Sports people have always been celebrities. Only now, the advertising industry is trying to cash in on their mass appeal. In the field of sports, the cricketers take the lion’s share of advertisement contracts for their wide mass appeal where this sport is considered as a religion and Sachins as gods.

The much sought-after players of Indian Cricket are: Sachin Tendulkar, Sourav Ganguly, Rahul Dravid and Virendra Shewag.

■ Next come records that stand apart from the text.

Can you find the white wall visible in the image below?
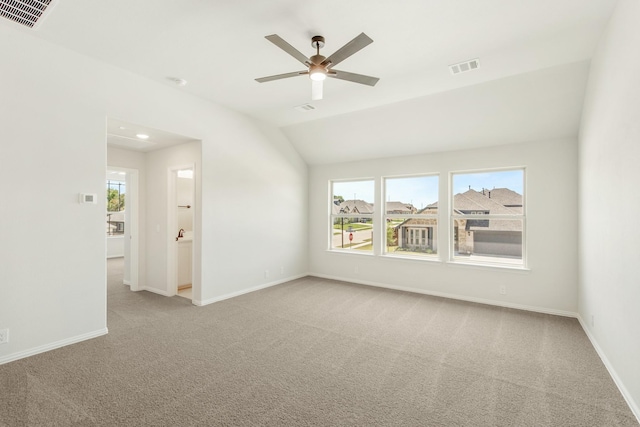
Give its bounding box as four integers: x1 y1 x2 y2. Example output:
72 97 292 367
107 236 124 258
579 0 640 418
176 176 194 231
309 139 578 314
0 25 307 363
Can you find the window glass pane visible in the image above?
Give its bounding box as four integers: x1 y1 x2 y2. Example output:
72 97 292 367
107 179 126 236
453 169 524 215
331 216 373 252
386 217 438 255
332 181 374 214
385 176 438 215
453 218 523 264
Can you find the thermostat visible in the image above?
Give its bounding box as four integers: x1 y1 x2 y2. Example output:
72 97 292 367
78 193 98 205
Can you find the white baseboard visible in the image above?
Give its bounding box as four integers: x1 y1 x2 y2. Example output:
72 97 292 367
309 273 578 317
192 273 309 306
136 287 175 297
577 313 640 423
0 328 109 365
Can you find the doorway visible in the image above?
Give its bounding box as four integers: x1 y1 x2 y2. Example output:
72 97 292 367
167 164 196 300
106 166 139 291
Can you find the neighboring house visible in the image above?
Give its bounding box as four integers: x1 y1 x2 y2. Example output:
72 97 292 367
386 202 418 215
107 211 124 236
393 207 438 252
402 188 523 257
337 200 373 214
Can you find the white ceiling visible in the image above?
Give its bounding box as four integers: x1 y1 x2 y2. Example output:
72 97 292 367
12 0 616 163
107 117 195 152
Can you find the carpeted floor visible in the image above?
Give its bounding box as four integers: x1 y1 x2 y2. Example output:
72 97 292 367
0 259 638 427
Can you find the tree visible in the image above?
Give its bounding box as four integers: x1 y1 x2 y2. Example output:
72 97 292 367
107 188 125 212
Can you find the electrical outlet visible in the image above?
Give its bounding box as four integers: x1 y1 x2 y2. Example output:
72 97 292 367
0 329 9 344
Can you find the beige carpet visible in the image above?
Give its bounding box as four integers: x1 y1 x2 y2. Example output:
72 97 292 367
0 260 638 427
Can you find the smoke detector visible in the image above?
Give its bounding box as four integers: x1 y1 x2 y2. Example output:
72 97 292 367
293 104 316 112
449 58 480 74
0 0 57 30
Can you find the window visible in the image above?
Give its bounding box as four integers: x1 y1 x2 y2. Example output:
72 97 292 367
107 179 126 236
451 169 525 266
384 175 438 256
330 180 375 253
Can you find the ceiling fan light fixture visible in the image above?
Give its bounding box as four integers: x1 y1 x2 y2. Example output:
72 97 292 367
309 64 327 82
309 70 327 82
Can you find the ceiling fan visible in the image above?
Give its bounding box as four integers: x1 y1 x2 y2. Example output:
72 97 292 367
256 33 380 100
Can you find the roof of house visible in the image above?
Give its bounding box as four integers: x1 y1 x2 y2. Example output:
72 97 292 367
412 188 522 231
386 202 416 214
338 199 373 214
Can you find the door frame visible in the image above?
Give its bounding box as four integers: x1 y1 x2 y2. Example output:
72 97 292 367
167 163 197 301
106 165 140 291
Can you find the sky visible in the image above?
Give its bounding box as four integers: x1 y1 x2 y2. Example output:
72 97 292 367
333 169 524 209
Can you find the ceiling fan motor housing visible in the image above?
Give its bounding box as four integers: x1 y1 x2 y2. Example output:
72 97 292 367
311 36 324 49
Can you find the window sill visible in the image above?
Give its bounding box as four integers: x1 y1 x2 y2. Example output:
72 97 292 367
446 260 531 272
380 253 442 263
326 249 375 256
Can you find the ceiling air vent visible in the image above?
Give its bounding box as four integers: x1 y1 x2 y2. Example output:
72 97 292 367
449 58 480 74
293 104 316 112
0 0 56 29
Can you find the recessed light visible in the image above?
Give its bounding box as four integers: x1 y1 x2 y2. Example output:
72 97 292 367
167 77 187 87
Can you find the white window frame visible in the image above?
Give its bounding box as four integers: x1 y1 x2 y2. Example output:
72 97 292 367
448 166 527 269
381 173 440 261
328 178 376 255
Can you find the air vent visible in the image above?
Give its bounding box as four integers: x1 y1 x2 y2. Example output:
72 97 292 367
0 0 56 29
293 104 316 111
449 58 480 74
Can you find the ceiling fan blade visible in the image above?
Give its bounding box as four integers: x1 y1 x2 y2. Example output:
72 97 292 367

Apart from cricket and cricketers other sport and sportspersons also attract considerable endorsement money. Leading tennis players like Leander Paes and Mahesh Bhupati (J Hampstead, Adidas), footballer Baichung Bhutia (Reebok, Omega), chess wizard Viswanathan Anand (NIIT), golfers Jeev Milkha Singh and Jyoti Randhawa (Mizuno of Japan), Narain Karthikeyan ( Tata group, Amaron, Kingfisher and JK Tyres) attract sizeable endorsement money among others.

In an attempt to fly deeper into the hearts of Indian travellers, tourism promotion boards from the South East Asian region are now looking at Indian ambassadors. Topping the list is Tourism Malaysia, which is in negotiations to sign up both Shah Rukh Khan and Aishwarya Rai as its brand ambassadors to promote this predominantly Muslim tourist destination among the Indians. Not to be left behind, the Sri Lanka Tourist Board (SLTB) is also planning to ink a similar deal with the Indian cricket team.